Clapper then claims he didn't commit perjury in his Congressional testimony. You will recall that Ron Wyden directly asked him if the NSA collected "any type of data at all on millions or hundreds of millions of Americans?"
Clapper said: "No."
This was false.
His defense is twofold -- and his alternate defenses seem to contradict each other.
First, he claims that it was improper for Wyden to ask the question when he knew the answer was classified. This, he says, put him in a "when did you stop beating your wife" situation.
Note, however, that that defense suggests that Clapper knew what Wyden meant.

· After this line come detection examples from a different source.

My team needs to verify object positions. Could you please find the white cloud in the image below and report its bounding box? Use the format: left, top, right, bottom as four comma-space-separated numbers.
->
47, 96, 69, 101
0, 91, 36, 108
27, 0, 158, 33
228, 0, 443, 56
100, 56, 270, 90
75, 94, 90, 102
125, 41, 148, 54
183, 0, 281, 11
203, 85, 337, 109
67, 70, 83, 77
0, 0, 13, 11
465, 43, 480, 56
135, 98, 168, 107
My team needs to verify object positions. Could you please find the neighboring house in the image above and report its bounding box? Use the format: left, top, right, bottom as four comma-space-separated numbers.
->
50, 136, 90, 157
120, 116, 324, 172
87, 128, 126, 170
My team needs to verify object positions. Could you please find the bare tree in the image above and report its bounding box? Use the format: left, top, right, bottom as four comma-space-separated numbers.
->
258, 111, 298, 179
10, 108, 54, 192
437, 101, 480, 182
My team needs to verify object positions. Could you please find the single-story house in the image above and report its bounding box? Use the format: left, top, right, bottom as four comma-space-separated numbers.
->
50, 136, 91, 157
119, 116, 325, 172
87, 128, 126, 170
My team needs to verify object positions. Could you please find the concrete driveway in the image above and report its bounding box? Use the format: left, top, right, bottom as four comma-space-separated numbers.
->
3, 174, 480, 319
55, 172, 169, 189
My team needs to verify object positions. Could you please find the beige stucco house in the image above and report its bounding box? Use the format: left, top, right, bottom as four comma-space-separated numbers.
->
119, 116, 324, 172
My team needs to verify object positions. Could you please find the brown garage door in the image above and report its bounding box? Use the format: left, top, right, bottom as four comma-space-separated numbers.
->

But his other defense is that he thought Wyden was talking about something else:
Clapper told The Daily Beast that he simply misunderstood Wyden’s question. At the time of the hearing last March, Congress had just finished consideration of a bill to renew the Foreign Intelligence Surveillance Act (FISA). Section 702 of that legislation gives the National Security Agency the authority to collect the electronic communications of non-U.S. persons. In his question, Wyden asked initially if the United States had collected “dossiers” on American citizens and referred to an answer to this question by then NSA director, Keith Alexander.
Either he knew what Wyden meant or he didn't. He's calling "splunge" -- Wyden trapped me improperly, and I did my best to observe my duty to avoid disclosing a classified program, and also I thought he was talking about something else, whether we collected "dossiers." Note that he didn't consider this last question a matter of classified information.

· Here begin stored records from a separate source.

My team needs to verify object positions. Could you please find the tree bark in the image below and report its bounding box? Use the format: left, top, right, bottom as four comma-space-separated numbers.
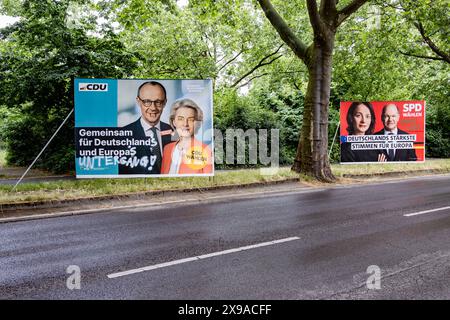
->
292, 35, 336, 182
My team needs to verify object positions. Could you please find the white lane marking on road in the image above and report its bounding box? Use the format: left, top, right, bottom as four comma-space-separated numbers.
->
108, 237, 300, 279
403, 206, 450, 217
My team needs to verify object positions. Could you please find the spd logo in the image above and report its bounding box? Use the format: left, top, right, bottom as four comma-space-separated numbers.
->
78, 83, 108, 92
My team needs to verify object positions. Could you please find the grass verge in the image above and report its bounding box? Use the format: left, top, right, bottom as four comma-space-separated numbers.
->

“I was not even thinking of what he was asking about, which is of course we now all know as section 215 of the Patriot Act governing the acquisition and storage of telephony business records metadata,” Clapper said. “Wasn’t even thinking of that.” The director of national intelligence said he thought Wyden’s question was actually about section 702 of FISA.
Clapper finishes up by saying no one can prove what he meant when he said "No."

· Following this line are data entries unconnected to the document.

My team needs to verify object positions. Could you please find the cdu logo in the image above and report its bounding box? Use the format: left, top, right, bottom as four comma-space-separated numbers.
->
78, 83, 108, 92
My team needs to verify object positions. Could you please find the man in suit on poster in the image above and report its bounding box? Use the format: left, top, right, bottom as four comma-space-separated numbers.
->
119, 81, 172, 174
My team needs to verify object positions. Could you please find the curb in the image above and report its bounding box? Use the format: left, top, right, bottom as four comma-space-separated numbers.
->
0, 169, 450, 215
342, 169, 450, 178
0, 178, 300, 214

“There is only one person on the planet who actually knows what I was thinking,” Clapper said of his testimony from last March. “Not the media, and not certain members of Congress, only I know what I was thinking.”
Update from DrewM.: Drew says this by email.
Reminder...Wyden told Clapper a day in advance he was going to be asked the data collection question.
[Link to story establishing that Wyden's question had been submitted in advance.]
With that notice Clapper didn't have a better plan than perjury?
Correction: I claimed Clapper was "head of the NSA" because, frankly, I was high. Like off-my-face zonked on spray paint and nail thinner.
Baldilocks has corrected me. He's DNI, not head of the NSA.